Sex Education for Special Needs Students

Instructor: Clio Stearns

Clio has taught education courses at the college level and has a Ph.D. in curriculum and instruction.

Teaching students with special needs about sex does not have to be awkward, and it is very important! This lesson discusses special education in relation to students with diverse special needs.

Sex and Special Education

For the last few years, Barry has been teaching special education in a self contained elementary school setting. This year, he has moved to a high school, and he is excited to be working with an older group of students.

One of the things Barry is intimidated by, however, is the district-wide mandate that he incorporates sex education into his curriculum. Barry knows that it is important for students with special needs to learn about sex, bodies, and development.
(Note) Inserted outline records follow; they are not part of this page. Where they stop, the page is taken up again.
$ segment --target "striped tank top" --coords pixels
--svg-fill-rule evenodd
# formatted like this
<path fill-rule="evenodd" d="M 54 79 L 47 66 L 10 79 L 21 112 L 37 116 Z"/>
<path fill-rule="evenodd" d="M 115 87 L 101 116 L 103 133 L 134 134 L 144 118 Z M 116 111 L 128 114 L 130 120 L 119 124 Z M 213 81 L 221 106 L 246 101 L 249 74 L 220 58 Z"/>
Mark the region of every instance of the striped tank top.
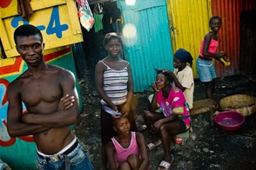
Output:
<path fill-rule="evenodd" d="M 103 75 L 104 90 L 114 105 L 120 105 L 126 101 L 128 71 L 127 66 L 124 69 L 115 70 L 111 69 L 103 61 L 100 61 L 107 67 Z M 105 104 L 104 100 L 101 100 Z"/>

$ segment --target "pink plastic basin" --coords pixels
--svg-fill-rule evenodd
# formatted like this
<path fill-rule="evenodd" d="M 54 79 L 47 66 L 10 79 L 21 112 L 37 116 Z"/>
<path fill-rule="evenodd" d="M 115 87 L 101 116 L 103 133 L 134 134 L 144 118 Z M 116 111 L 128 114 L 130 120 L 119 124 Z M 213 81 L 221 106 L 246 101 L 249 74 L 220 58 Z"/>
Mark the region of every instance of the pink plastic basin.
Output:
<path fill-rule="evenodd" d="M 224 130 L 234 131 L 245 122 L 245 116 L 236 111 L 224 111 L 214 116 L 214 121 Z"/>

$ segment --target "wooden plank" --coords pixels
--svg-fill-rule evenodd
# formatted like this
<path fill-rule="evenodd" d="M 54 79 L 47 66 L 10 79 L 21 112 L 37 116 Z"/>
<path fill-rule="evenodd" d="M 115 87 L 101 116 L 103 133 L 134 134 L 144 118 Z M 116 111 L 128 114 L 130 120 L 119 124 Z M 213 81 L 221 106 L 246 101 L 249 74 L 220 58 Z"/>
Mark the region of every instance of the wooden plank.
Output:
<path fill-rule="evenodd" d="M 204 99 L 200 101 L 195 101 L 193 102 L 193 108 L 190 110 L 190 115 L 195 115 L 211 111 L 211 108 L 213 107 L 214 101 L 212 99 Z"/>

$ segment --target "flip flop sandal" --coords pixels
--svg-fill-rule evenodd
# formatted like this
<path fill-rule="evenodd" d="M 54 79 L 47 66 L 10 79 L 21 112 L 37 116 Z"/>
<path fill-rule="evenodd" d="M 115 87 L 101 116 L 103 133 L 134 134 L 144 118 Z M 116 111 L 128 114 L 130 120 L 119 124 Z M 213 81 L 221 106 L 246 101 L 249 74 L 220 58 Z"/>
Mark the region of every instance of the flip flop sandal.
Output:
<path fill-rule="evenodd" d="M 157 143 L 150 143 L 147 145 L 147 147 L 149 150 L 152 150 L 153 148 L 155 148 L 156 147 L 161 145 L 162 141 L 161 140 L 159 140 Z"/>
<path fill-rule="evenodd" d="M 172 158 L 172 162 L 171 163 L 169 163 L 169 162 L 167 162 L 165 160 L 162 160 L 161 163 L 159 164 L 158 169 L 159 169 L 159 167 L 164 167 L 164 168 L 165 168 L 165 170 L 170 169 L 170 167 L 171 167 L 171 166 L 172 166 L 172 162 L 174 160 L 174 155 L 172 154 L 171 154 L 171 158 Z"/>

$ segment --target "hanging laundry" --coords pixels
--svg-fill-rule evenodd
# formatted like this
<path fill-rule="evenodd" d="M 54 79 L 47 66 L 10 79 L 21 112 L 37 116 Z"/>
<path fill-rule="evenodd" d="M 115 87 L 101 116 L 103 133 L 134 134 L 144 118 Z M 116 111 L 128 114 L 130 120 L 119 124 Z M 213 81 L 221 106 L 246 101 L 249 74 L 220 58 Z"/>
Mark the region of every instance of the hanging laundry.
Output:
<path fill-rule="evenodd" d="M 78 6 L 80 23 L 87 31 L 89 31 L 94 24 L 94 18 L 90 5 L 87 0 L 76 0 L 76 2 Z"/>
<path fill-rule="evenodd" d="M 30 0 L 17 0 L 17 13 L 24 21 L 29 20 L 33 14 Z"/>
<path fill-rule="evenodd" d="M 95 32 L 98 32 L 99 30 L 103 29 L 103 23 L 102 23 L 102 18 L 103 14 L 94 14 L 94 30 Z"/>
<path fill-rule="evenodd" d="M 103 29 L 103 6 L 98 3 L 93 8 L 93 16 L 94 16 L 94 30 L 95 33 Z"/>

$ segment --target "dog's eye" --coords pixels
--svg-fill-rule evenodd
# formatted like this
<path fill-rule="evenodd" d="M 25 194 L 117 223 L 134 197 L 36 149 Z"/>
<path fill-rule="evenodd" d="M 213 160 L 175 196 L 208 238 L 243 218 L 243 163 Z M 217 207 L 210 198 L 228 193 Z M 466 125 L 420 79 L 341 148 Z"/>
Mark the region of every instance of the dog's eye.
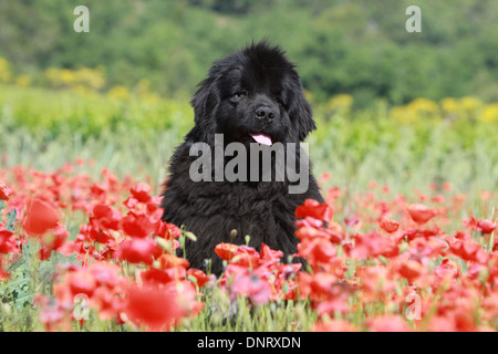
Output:
<path fill-rule="evenodd" d="M 234 94 L 234 97 L 237 97 L 237 98 L 242 98 L 242 97 L 246 97 L 246 96 L 247 96 L 247 92 L 246 91 L 237 91 Z"/>

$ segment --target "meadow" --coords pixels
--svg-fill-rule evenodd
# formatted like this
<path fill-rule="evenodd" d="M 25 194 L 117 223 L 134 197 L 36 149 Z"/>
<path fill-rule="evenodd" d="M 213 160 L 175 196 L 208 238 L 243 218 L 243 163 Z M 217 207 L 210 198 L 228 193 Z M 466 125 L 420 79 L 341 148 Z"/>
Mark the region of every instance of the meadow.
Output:
<path fill-rule="evenodd" d="M 309 269 L 221 243 L 216 280 L 158 217 L 188 97 L 141 87 L 0 85 L 1 331 L 498 330 L 497 104 L 309 94 Z"/>

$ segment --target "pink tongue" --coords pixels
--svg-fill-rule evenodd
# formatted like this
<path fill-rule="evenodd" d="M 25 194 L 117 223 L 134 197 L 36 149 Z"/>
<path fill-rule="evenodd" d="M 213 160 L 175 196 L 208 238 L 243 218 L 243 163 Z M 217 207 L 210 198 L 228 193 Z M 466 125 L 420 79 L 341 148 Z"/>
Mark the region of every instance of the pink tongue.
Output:
<path fill-rule="evenodd" d="M 252 136 L 252 138 L 253 138 L 256 142 L 258 142 L 259 144 L 268 145 L 268 146 L 271 146 L 271 144 L 273 144 L 273 143 L 271 142 L 271 137 L 269 137 L 269 136 L 266 135 L 266 134 L 251 134 L 251 136 Z"/>

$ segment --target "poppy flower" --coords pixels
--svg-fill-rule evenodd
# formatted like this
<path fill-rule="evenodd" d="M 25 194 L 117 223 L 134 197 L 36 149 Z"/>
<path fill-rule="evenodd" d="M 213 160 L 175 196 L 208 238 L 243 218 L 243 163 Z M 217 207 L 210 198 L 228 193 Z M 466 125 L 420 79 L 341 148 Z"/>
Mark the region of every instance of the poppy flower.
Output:
<path fill-rule="evenodd" d="M 151 200 L 151 186 L 139 183 L 134 188 L 129 189 L 132 196 L 135 197 L 138 201 L 147 202 Z"/>
<path fill-rule="evenodd" d="M 425 223 L 437 215 L 436 210 L 423 204 L 412 204 L 406 209 L 412 219 L 417 223 Z"/>
<path fill-rule="evenodd" d="M 491 220 L 488 219 L 476 219 L 473 216 L 470 216 L 470 220 L 464 220 L 464 223 L 473 229 L 480 231 L 483 233 L 491 233 L 496 229 L 496 223 L 494 223 Z"/>
<path fill-rule="evenodd" d="M 152 331 L 168 330 L 183 315 L 177 299 L 167 288 L 152 284 L 129 289 L 125 312 L 129 320 Z"/>
<path fill-rule="evenodd" d="M 20 253 L 13 232 L 0 225 L 0 253 Z"/>
<path fill-rule="evenodd" d="M 55 228 L 59 220 L 59 211 L 49 202 L 40 198 L 32 198 L 28 201 L 23 222 L 24 230 L 28 233 L 41 236 Z"/>
<path fill-rule="evenodd" d="M 356 332 L 354 325 L 345 320 L 329 320 L 326 322 L 317 322 L 312 332 Z"/>
<path fill-rule="evenodd" d="M 190 268 L 187 271 L 187 275 L 194 277 L 197 281 L 197 287 L 199 287 L 199 288 L 203 288 L 210 280 L 210 278 L 208 275 L 206 275 L 205 272 L 203 272 L 199 269 L 195 269 L 195 268 Z"/>
<path fill-rule="evenodd" d="M 0 200 L 9 200 L 9 187 L 0 180 Z"/>
<path fill-rule="evenodd" d="M 151 266 L 155 246 L 156 242 L 149 238 L 133 238 L 120 244 L 116 254 L 118 259 L 131 263 L 144 262 Z"/>
<path fill-rule="evenodd" d="M 225 261 L 229 261 L 237 250 L 238 246 L 232 243 L 221 242 L 215 247 L 215 252 Z"/>
<path fill-rule="evenodd" d="M 367 319 L 366 324 L 374 332 L 408 332 L 409 327 L 402 317 L 396 315 L 384 315 Z"/>
<path fill-rule="evenodd" d="M 398 223 L 398 222 L 396 222 L 396 221 L 394 221 L 394 220 L 387 220 L 387 219 L 382 220 L 382 221 L 380 222 L 380 226 L 381 226 L 381 228 L 382 228 L 384 231 L 386 231 L 386 232 L 388 232 L 388 233 L 396 232 L 397 229 L 400 228 L 400 223 Z"/>
<path fill-rule="evenodd" d="M 295 208 L 295 218 L 302 219 L 312 217 L 314 219 L 329 221 L 332 220 L 334 211 L 326 202 L 320 204 L 314 199 L 305 199 L 304 205 Z"/>
<path fill-rule="evenodd" d="M 156 227 L 146 215 L 129 212 L 123 218 L 122 228 L 131 237 L 144 238 L 154 232 Z"/>

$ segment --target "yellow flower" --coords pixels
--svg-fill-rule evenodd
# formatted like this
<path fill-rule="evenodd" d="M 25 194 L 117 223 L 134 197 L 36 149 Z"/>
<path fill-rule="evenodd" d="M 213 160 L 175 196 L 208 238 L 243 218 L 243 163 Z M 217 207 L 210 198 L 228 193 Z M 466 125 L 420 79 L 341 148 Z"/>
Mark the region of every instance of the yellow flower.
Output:
<path fill-rule="evenodd" d="M 446 97 L 440 101 L 440 107 L 445 113 L 457 113 L 459 111 L 459 103 L 453 97 Z"/>
<path fill-rule="evenodd" d="M 15 77 L 15 85 L 18 86 L 25 87 L 31 85 L 31 82 L 32 82 L 31 76 L 27 74 L 21 74 L 18 77 Z"/>
<path fill-rule="evenodd" d="M 498 122 L 498 103 L 485 105 L 478 119 L 480 122 Z"/>
<path fill-rule="evenodd" d="M 415 98 L 408 103 L 408 110 L 413 110 L 416 114 L 434 115 L 439 111 L 439 106 L 428 98 Z"/>
<path fill-rule="evenodd" d="M 474 112 L 478 110 L 483 105 L 483 103 L 476 97 L 463 97 L 460 100 L 460 105 L 461 108 L 468 112 Z"/>
<path fill-rule="evenodd" d="M 0 58 L 0 81 L 9 82 L 11 77 L 10 64 L 3 58 Z"/>
<path fill-rule="evenodd" d="M 107 96 L 114 100 L 129 100 L 129 90 L 123 85 L 115 85 L 107 92 Z"/>

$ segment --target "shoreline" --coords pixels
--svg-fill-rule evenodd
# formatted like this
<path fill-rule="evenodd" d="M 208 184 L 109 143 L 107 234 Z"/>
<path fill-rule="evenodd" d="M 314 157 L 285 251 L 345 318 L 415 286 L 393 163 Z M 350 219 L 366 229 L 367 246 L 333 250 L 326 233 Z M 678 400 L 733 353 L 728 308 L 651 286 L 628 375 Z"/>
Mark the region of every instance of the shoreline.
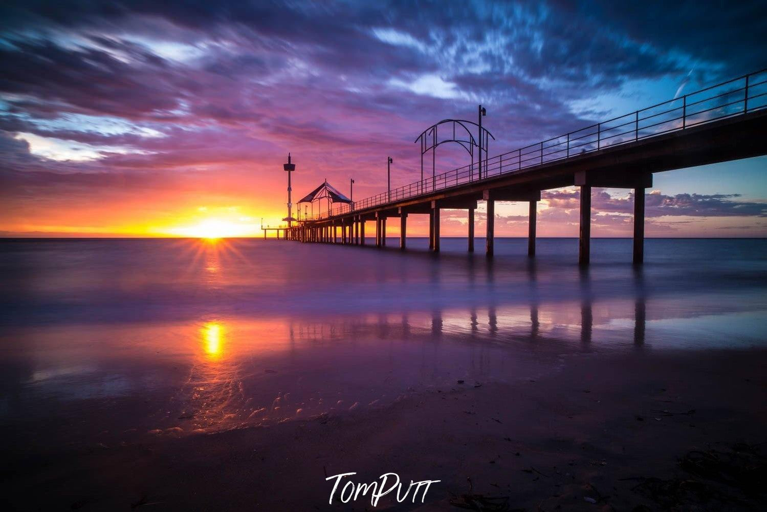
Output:
<path fill-rule="evenodd" d="M 459 510 L 450 500 L 470 480 L 470 494 L 512 509 L 656 510 L 637 479 L 695 480 L 678 466 L 690 451 L 767 441 L 765 369 L 764 349 L 573 355 L 535 382 L 456 382 L 356 414 L 35 456 L 19 447 L 2 492 L 12 510 L 373 510 L 329 505 L 326 474 L 394 472 L 442 481 L 423 504 L 388 495 L 377 509 Z M 765 503 L 715 485 L 719 510 Z"/>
At the same time, he feels a bit uncertain about the best way to approach this topic.

Barry knows that it is normal for teachers to feel some conflicts about sex education, and in fact, many parents of students with special needs still see their children as too young to learn about sex. Yet Barry understands that it is his responsibility to teach his students what they need to know to feel safe and comfortable in their bodies and in relationships.

Knowing Your Students, Knowing Their Needs

First of all, Barry remembers that no two students with special needs are exactly alike. His students have different strengths and struggles, and their special needs manifest in different ways.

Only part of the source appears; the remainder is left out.